Máxima estuvo de visita en Buenos Aires el fin de semana pasado para visitarlo en una clínica en el barrio de Recoleta

Jorge Horacio Zorreguieta, el padre de la reina Máxima de Holanda que falleció este martes en Buenos Aires a los 89 años, fue un activo empresario y dirigente rural durante gran parte de su vida, pero fue su paso por el gabinete económico de la última dictadura lo que le dio gran visibilidad.

Advertida del rápido deterioro de la salud de su padre, quien padecía cáncer, Máxima estuvo de visita en Buenos Aires el fin de semana pasado para visitarlo en una clínica en el barrio de Recoleta.

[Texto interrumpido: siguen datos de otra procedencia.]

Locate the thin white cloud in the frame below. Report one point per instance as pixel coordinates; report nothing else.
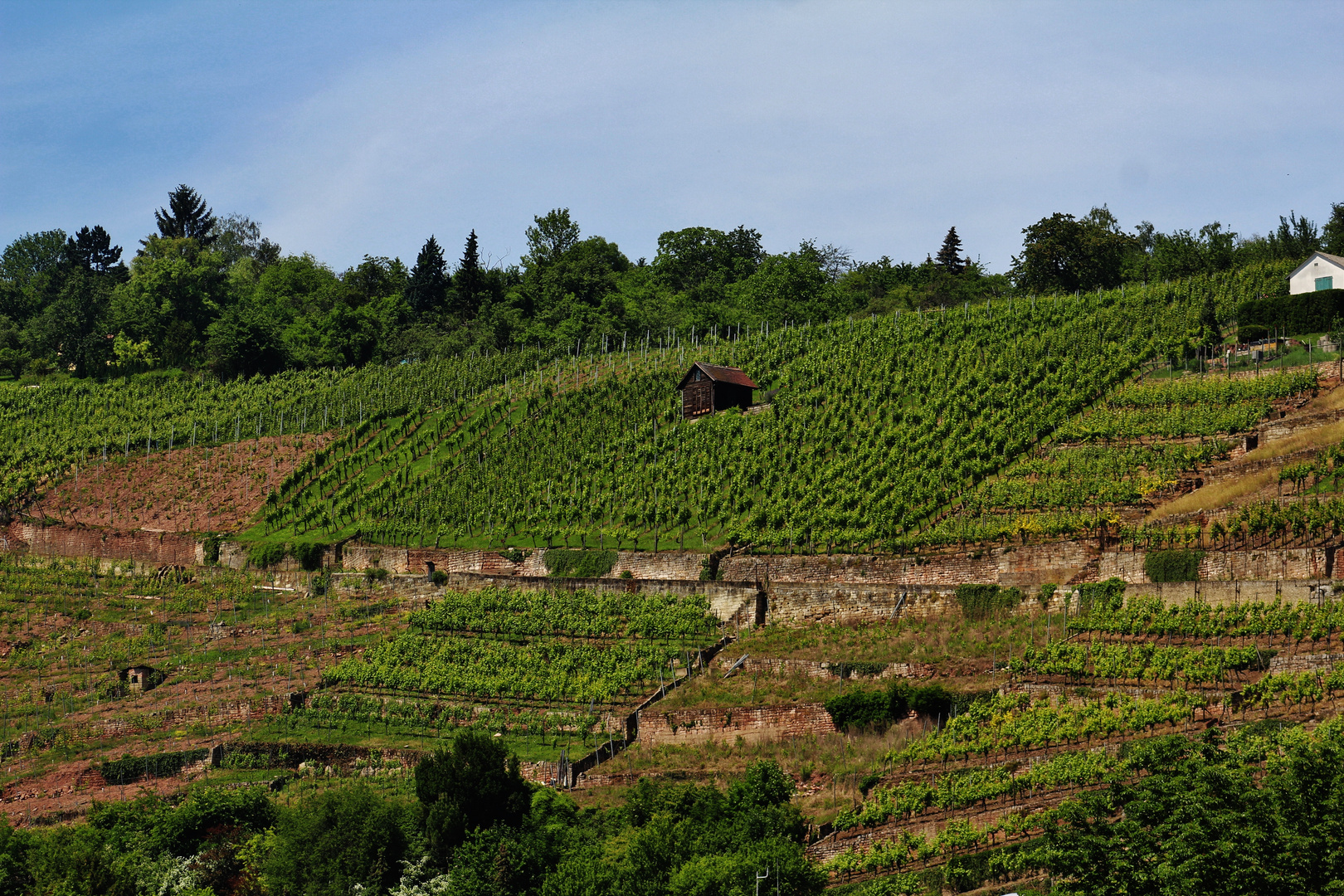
(869, 125)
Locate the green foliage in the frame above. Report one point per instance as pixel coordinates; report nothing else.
(1215, 817)
(578, 564)
(1172, 566)
(132, 768)
(1142, 661)
(309, 553)
(470, 786)
(339, 840)
(1101, 597)
(1016, 720)
(583, 614)
(981, 601)
(265, 555)
(858, 709)
(1311, 312)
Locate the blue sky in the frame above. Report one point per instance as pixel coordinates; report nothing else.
(360, 128)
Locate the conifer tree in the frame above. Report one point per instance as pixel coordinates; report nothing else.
(427, 284)
(949, 257)
(186, 217)
(468, 280)
(93, 250)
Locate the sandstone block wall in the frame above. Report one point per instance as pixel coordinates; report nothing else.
(155, 548)
(1264, 564)
(750, 723)
(815, 668)
(1031, 564)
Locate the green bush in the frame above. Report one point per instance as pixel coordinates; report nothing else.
(128, 770)
(578, 564)
(309, 555)
(1172, 566)
(879, 709)
(1105, 597)
(265, 555)
(981, 601)
(860, 709)
(1303, 314)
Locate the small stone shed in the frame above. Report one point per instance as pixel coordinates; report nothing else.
(707, 388)
(140, 679)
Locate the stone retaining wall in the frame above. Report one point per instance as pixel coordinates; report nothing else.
(816, 668)
(156, 548)
(750, 723)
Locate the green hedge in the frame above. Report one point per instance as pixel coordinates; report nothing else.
(578, 564)
(878, 709)
(981, 601)
(1291, 314)
(1172, 566)
(1103, 597)
(128, 770)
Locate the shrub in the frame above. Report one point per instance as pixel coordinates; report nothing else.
(132, 768)
(1105, 597)
(980, 601)
(1172, 566)
(860, 709)
(578, 564)
(265, 555)
(309, 555)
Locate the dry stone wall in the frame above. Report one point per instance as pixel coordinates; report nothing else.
(815, 668)
(81, 542)
(750, 723)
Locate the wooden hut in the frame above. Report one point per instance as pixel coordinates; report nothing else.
(707, 388)
(140, 679)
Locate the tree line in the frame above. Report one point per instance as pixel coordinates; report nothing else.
(210, 293)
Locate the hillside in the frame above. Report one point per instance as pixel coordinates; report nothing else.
(957, 590)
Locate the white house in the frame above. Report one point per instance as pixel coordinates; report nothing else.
(1317, 271)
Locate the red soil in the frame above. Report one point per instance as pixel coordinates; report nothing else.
(202, 489)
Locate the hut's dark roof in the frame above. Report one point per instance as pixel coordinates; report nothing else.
(719, 375)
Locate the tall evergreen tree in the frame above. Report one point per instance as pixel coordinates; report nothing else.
(427, 284)
(468, 280)
(186, 217)
(1332, 236)
(93, 250)
(949, 257)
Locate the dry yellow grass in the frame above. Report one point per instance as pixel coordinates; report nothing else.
(1298, 441)
(1214, 496)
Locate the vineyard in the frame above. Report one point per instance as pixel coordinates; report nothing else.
(544, 648)
(869, 430)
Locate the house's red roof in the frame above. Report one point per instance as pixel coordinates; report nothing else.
(721, 375)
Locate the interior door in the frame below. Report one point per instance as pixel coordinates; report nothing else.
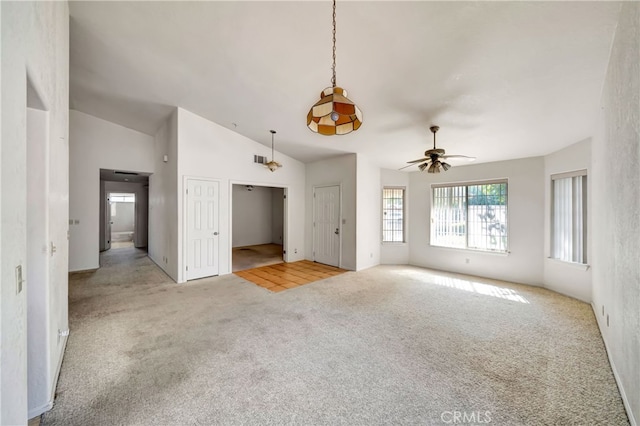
(202, 228)
(326, 225)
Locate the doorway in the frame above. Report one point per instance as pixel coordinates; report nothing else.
(124, 211)
(202, 234)
(326, 225)
(121, 224)
(258, 233)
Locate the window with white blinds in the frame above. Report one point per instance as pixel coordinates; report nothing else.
(470, 216)
(569, 217)
(393, 215)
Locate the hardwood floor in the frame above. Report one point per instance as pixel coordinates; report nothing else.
(284, 276)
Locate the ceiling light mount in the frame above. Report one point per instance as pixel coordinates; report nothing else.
(334, 113)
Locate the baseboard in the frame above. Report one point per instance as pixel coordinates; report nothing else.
(616, 376)
(36, 412)
(82, 271)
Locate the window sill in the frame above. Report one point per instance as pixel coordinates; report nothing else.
(582, 266)
(491, 253)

Por su desempeño como subsecretario de Agricultura entre 1976 y 1979, y luego como secretario de Agricultura y Ganadería hasta 1981, el Estado holandés le negó, en febrero de 2002, la invitación a la boda de su hija con el entonces príncipe heredero Guillermo Alejandro de Orange–Nassau, que la convertiría once años más tarde en soberana consorte.

Un informe especialmente solicitado por el gobierno de los Países Bajos indicó que Zorreguieta había tenido “una posición alta” en el gobierno de entonces y “no podía ignorar lo que ocurría en el país”, en una referencia a las sistemáticas violaciones a los derechos humanos en ese período.